Menghadapi KBGO

 Menghadapi KBGO

Ilustrasi (Sumber: Free-vector/Freepik.com)

Mendapat ancaman penyebaran video bermuatan kesusilaan bisa menjadi momok yang menakutkan, terlebih jika dilakukan oleh orang terdekat. Seperti yang dialami perempuan berinisial IAK yang dipaksa menjadi pacar pelaku dengan ancaman akan menyebarkan video bermuatan kesusilaan milik korban. Meski pelaku telah divonis 6 tahun penjara dan telah dicabut hak penggunaan internet selama 8 tahun, korban mengalami gejala gangguan kecemasan dan stress pasca trauma akibat kejadian tersebut.

Motif ancaman oleh pelaku bermacam-macam. Selain motif dengan maksud menjerat korban untuk menjadi pacar, ada pula motif lain seperti ekonomi. Hal ini dialami oleh salah satu pemain sinetron Indonesia, RK. Ia diperas dan diancam akan disebarkan video asusila terkait dirinya. Akibat ancaman tersebut, korban mengirimkan uang sebesar 30 juta kepada pelaku, sebelum akhirnya ia melaporkan pelaku kepada pihak berwajib.

Dua kasus di atas hanya sebagian kecil dari sekian banyak kasus kekerasan berbasis gender online (KBGO)  yang pada umumnya tersebar melalui kanal media sosial. Dalam Catatan Tahunan (Catahu) Komnas Perempuan 2021, kasus kekerasan berbasis gender online mengalami kenaikan pesat, yakni dari 281 kasus pada 2019 dan naik menjadi 942 kasus pada  2020. Ancaman penyebaran video porno, non consensual dissemination of intimate image, dan diminta mengirimkan foto/video berkonten porno serta penyebaran video/foto porno adalah beberapa jenis kasus KBGO yang paling banyak tercatat.
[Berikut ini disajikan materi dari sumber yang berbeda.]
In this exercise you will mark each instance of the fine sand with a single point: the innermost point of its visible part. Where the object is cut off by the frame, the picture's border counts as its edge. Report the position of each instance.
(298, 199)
Baca Juga: Waspada KBGO dalam Ospek Online!

Sepanjang 2022, lembaga penyedia layanan menerima banyak aduan terkait kekerasan berbasis gender online (KBGO). Antara lain Southeast Asia Freedom of Expression Network (SAFEnet) dan LBH Apik. Demikian pula Komnas Perempuan sebagai lembaga pemantau hak asasi manusia.  Laporan yang terungkap sampai Mei 2022 saja mencapai angka lebih dari 2.000 laporan. Jenis kasus tertinggi adalah penyebaran konten intim nonkonsensual, dengan kebanyakan korban adalah perempuan.

Kemudahan membagikan konten di media sosial justru disalahgunakan untuk melakukan tindak kejahatan, pelecehan, dan mencoreng martabat seseorang. Melihat dari banyaknya kasus kekerasan berbasis gender online memberi sinyal kewaspadaan pada semua pengguna media untuk lebih berhati-hati.
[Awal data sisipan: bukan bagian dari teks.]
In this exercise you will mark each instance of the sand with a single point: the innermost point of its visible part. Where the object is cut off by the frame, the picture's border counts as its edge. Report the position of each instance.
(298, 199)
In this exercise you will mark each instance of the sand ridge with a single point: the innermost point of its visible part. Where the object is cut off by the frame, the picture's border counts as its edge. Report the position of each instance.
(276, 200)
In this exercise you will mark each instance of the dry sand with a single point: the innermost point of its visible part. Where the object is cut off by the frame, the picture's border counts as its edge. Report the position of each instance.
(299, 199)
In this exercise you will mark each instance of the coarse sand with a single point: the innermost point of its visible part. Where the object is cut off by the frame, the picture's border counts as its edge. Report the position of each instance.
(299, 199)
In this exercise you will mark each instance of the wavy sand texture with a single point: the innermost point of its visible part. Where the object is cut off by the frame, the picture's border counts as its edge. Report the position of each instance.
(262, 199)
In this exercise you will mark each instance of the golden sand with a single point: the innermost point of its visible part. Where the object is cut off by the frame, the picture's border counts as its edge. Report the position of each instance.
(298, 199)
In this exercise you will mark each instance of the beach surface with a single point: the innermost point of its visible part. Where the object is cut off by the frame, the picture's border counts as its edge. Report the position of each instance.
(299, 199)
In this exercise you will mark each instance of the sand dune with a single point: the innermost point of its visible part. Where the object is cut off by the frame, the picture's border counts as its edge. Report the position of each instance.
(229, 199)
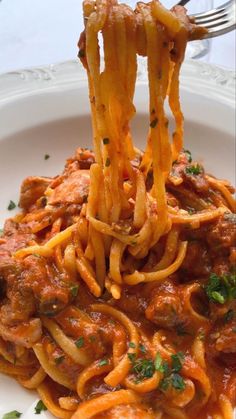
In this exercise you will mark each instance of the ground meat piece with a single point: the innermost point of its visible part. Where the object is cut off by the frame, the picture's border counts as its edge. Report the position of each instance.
(32, 189)
(197, 261)
(73, 190)
(165, 307)
(222, 234)
(85, 158)
(25, 334)
(128, 411)
(221, 266)
(198, 182)
(226, 342)
(46, 283)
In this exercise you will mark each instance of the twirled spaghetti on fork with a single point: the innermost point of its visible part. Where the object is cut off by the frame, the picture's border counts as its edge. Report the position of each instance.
(117, 278)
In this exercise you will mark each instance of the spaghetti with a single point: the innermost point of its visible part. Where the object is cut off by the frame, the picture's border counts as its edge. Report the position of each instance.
(118, 287)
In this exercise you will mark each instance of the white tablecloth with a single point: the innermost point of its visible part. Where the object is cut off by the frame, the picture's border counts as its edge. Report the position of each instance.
(41, 32)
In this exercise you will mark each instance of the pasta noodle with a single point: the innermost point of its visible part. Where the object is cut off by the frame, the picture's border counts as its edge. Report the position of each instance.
(117, 281)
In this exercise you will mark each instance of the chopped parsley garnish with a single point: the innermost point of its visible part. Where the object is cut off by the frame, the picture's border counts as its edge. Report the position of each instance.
(74, 290)
(143, 368)
(11, 205)
(103, 362)
(79, 342)
(177, 361)
(171, 376)
(193, 170)
(153, 123)
(132, 345)
(220, 289)
(59, 359)
(108, 162)
(177, 382)
(12, 415)
(40, 406)
(188, 155)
KBGO sangat memengaruhi kesehatan mental korban. Menurut Psikolog Zoya Amirin, salah satu masalah psikologis yang dialami korban KBGO adalah Post Traumatic Stress Disorder (PTSD) atau gangguan stres pascatrauma. Korban cenderung sulit melupakan kejadian yang dialami dan merasa takut untuk mengingatnya kembali. Hal ini membuat korban semakin mengalami teror psikologis lainnya, seperti insomnia atau kesulitan tidur, perubahan sikap, hingga keinginan untuk melukai diri sendiri.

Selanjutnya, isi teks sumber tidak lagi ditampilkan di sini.